- Nicknames: Camp Tyler, Camp Wardwell
- Fort Morgan Location within Colorado
- Coordinates: 40°15′41″N 103°48′00″W﻿ / ﻿40.26139°N 103.80000°W
- Country: United States
- State: Colorado
- County: Morgan
- City: Fort Morgan

= Fort Morgan (Colorado) =

Former U.S. military post

Fort Morgan, first called Camp Tyler and Camp Wardwell, was established in the present-day city of Fort Morgan in Morgan County, Colorado as a U.S. military post in 1864. It operated until 1868. There is a historical marker in a city park in remembrance of its history.

==History==
The station and military post, first called Camp Tyler, was established in 1859. It is estimated that the Pike's Peak Gold Rush drew about 100,000 people to Colorado. The South Platte Trail was the safest route. In 1859, a branch of the trail away from the South Platte River was established in the wilderness near the present day city of Fort Morgan during the gold rush to reduce the length of the trip to Denver.

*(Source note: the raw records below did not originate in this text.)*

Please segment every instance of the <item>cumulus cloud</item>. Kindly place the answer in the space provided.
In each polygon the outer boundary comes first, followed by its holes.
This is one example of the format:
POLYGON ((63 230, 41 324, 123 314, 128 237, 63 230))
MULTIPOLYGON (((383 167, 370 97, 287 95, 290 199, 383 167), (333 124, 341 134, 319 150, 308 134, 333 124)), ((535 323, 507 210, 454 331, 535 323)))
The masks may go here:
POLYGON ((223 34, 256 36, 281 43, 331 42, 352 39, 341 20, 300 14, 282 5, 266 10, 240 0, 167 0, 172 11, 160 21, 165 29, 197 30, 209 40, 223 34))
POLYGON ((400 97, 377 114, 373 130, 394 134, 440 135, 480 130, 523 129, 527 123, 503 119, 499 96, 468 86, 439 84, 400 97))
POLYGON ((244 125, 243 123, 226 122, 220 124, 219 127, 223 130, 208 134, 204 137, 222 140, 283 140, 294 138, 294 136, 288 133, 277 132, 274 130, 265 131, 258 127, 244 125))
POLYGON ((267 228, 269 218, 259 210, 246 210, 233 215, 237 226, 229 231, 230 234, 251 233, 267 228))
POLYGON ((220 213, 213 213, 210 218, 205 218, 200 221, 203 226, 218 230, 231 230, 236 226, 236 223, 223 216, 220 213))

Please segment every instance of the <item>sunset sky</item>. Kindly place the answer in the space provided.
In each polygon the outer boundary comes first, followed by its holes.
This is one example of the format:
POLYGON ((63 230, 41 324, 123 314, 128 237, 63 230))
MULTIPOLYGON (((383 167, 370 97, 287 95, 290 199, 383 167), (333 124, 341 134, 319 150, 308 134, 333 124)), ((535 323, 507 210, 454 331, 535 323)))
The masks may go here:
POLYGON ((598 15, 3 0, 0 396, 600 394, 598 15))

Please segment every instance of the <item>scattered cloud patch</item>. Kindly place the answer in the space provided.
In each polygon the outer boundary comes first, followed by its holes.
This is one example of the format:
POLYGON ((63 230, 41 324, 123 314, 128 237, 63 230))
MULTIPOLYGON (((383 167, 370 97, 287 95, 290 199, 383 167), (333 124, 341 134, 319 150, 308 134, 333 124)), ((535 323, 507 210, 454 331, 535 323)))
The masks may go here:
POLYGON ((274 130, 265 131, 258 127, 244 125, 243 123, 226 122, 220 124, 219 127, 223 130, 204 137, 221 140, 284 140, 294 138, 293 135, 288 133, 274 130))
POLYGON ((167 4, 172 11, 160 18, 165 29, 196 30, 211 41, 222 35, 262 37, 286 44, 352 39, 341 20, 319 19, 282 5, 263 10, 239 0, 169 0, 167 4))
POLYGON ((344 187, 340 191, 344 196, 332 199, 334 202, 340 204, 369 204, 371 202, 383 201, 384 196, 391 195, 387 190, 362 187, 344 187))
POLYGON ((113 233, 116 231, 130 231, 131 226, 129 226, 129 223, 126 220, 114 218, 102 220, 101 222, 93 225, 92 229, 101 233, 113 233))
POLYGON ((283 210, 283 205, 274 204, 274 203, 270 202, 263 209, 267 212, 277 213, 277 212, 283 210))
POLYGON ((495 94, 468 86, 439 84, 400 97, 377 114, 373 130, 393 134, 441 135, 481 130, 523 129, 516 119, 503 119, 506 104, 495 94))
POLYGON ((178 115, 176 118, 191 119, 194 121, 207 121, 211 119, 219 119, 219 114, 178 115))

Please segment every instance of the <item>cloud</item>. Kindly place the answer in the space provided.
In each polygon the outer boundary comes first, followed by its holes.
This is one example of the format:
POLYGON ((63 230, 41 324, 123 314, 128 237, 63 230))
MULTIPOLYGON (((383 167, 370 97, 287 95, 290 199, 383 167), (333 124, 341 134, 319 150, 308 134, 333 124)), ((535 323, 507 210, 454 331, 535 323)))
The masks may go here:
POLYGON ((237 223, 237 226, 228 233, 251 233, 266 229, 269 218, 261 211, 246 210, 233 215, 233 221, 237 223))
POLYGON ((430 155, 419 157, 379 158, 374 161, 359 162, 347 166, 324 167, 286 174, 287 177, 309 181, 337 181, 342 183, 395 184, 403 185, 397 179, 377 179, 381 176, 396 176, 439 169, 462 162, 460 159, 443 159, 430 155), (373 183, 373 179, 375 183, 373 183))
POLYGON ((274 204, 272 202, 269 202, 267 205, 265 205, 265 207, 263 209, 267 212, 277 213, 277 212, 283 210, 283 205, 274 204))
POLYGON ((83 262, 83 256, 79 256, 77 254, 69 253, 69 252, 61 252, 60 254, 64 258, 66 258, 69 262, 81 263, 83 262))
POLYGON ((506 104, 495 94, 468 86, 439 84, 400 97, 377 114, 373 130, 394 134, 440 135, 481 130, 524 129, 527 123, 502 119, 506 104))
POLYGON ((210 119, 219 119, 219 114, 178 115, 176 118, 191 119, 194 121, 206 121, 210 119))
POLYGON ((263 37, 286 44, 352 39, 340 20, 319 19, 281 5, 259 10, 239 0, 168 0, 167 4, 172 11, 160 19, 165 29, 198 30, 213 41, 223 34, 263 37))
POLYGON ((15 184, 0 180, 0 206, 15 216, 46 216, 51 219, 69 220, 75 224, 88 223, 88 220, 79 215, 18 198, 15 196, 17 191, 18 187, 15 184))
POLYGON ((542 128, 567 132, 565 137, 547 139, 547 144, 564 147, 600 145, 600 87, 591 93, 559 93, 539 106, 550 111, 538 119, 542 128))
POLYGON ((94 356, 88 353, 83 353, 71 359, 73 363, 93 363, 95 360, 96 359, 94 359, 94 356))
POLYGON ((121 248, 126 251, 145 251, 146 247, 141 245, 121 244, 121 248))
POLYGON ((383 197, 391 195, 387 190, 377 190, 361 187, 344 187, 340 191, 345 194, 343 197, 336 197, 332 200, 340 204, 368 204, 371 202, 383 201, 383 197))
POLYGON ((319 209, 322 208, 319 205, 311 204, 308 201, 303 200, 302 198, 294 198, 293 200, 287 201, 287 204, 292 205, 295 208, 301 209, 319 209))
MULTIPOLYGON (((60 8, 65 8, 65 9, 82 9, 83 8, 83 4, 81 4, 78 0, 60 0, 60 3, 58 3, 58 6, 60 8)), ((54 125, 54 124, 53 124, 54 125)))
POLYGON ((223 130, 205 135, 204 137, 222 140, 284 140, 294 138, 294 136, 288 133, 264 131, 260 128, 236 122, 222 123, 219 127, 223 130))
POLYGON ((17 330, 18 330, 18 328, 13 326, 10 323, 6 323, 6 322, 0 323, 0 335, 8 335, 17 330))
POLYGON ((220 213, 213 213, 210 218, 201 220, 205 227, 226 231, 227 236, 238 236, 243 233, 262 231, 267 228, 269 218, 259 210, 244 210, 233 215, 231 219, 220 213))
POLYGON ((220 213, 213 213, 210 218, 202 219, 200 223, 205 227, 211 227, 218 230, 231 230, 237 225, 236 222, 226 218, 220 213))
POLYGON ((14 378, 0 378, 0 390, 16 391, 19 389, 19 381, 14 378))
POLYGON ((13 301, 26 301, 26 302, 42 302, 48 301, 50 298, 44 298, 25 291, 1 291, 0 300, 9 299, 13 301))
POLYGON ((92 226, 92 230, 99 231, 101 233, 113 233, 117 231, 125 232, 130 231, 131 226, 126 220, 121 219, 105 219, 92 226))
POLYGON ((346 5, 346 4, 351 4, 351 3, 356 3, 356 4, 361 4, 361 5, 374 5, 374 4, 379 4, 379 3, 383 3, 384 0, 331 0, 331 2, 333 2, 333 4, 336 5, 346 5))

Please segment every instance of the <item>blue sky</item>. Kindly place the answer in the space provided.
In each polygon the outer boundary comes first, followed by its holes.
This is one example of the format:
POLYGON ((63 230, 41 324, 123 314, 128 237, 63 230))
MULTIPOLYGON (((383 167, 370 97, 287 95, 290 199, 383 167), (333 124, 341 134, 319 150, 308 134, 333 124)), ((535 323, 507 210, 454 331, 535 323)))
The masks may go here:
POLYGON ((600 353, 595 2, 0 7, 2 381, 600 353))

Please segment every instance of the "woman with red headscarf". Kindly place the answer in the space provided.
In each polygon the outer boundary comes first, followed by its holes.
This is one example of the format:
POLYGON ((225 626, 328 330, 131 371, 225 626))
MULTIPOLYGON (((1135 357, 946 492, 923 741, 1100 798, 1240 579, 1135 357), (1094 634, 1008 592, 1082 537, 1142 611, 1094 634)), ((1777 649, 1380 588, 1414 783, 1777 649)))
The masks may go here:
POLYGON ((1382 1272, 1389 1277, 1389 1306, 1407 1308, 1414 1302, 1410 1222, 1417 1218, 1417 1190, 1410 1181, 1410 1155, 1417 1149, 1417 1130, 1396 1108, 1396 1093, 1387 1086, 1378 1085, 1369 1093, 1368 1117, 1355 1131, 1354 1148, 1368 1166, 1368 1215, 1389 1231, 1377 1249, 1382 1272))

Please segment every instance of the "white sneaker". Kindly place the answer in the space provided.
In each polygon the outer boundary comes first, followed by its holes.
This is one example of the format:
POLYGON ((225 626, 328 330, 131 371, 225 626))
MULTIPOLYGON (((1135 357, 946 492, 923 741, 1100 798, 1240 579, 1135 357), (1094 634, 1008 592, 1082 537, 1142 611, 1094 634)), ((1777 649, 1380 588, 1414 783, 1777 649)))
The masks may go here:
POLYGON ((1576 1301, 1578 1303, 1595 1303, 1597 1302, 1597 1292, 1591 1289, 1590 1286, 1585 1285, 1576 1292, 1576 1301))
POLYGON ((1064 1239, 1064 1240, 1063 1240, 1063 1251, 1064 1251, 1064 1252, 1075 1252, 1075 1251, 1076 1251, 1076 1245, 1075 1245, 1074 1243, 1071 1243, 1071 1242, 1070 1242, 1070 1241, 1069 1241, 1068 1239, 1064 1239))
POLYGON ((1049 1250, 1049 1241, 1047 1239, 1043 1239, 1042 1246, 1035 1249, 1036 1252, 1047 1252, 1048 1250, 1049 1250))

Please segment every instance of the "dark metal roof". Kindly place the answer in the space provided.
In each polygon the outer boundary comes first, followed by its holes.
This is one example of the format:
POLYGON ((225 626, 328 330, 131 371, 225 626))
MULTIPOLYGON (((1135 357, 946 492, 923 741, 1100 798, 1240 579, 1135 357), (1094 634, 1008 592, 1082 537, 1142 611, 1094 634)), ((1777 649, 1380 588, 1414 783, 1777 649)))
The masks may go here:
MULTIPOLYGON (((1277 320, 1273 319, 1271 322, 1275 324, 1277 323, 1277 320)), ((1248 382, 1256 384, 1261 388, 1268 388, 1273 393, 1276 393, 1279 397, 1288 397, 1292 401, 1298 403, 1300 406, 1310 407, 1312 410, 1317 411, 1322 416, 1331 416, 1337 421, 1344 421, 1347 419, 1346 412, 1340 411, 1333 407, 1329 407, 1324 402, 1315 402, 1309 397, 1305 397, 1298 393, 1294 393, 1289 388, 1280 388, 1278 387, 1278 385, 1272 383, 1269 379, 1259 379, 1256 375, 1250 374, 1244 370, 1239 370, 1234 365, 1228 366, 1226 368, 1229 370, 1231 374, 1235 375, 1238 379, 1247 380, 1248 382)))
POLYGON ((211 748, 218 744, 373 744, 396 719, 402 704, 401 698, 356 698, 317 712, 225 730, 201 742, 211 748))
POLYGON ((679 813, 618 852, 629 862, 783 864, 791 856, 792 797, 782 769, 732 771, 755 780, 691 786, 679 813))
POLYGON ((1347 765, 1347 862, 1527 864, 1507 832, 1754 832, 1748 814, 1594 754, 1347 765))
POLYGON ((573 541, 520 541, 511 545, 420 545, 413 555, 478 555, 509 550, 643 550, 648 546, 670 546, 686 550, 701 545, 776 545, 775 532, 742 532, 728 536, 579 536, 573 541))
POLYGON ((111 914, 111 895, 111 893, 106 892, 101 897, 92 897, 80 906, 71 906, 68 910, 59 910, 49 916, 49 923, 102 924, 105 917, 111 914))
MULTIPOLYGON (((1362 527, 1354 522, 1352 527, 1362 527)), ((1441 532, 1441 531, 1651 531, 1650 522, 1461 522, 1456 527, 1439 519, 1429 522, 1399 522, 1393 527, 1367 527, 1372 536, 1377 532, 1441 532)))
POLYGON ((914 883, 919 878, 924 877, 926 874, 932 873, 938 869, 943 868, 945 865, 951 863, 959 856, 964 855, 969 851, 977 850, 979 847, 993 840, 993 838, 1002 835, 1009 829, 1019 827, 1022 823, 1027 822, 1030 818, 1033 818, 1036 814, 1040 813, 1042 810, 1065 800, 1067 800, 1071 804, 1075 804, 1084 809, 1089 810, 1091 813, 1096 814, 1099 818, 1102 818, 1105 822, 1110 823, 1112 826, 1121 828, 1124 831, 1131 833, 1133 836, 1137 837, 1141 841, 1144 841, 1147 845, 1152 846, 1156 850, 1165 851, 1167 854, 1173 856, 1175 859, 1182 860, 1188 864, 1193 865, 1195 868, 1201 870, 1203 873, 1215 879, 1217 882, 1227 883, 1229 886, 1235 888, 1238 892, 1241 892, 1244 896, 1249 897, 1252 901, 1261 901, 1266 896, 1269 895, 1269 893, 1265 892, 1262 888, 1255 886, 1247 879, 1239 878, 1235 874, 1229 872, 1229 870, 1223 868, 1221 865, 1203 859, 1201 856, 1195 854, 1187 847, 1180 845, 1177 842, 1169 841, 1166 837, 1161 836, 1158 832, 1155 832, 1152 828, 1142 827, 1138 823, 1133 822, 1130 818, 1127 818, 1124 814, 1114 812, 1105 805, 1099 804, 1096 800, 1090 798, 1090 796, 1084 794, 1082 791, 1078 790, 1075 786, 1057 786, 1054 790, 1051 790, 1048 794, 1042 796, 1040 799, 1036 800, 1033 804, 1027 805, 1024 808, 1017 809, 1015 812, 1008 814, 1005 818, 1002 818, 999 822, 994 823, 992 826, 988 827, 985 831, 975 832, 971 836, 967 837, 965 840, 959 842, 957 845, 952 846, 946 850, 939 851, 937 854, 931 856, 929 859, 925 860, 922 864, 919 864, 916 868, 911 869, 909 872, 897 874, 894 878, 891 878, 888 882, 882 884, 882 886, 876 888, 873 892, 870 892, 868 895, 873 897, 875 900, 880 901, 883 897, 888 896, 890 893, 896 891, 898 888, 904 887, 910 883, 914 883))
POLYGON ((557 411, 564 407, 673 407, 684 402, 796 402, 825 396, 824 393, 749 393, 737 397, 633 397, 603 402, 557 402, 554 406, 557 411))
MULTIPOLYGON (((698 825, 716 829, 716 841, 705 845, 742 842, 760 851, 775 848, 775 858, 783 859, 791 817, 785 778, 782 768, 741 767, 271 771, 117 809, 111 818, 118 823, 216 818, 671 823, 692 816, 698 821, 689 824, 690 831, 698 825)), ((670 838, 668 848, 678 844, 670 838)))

Fort Morgan was established in the mid-1860s as a defensive measure against the threat of attack by Native Americans.

The military post was also called Camp Wardwell. Made a permanent fort with adobe and sod buildings in July 1865, the fort was manned that year by Confederate prisoners of war, nicknamed "galvanized rebels", who had enlisted in the Union Army rather than continue their fate as POWs. Stationed with the soldiers was Captain M. H. Slater of the 1st Colorado Cavalry Regiment. The goal of the post was to protect travelers along the Overland Trail (South Platte Trail) as well as neighboring ranchers.

It was renamed Fort Morgan in 1866 for Christopher Morgan, the commanding officer of the 1st Regiment Illinois Volunteer Cavalry. He died January 20, 1866. The Union Pacific Railway was built in the area and began offering rail service, which made the fort unnecessary by May 18, 1868 when it was abandoned. A historical marker was established at the site of the fort at 229 Riverview Avenue by the Fort Morgan chapter of the Daughters of the American Revolution.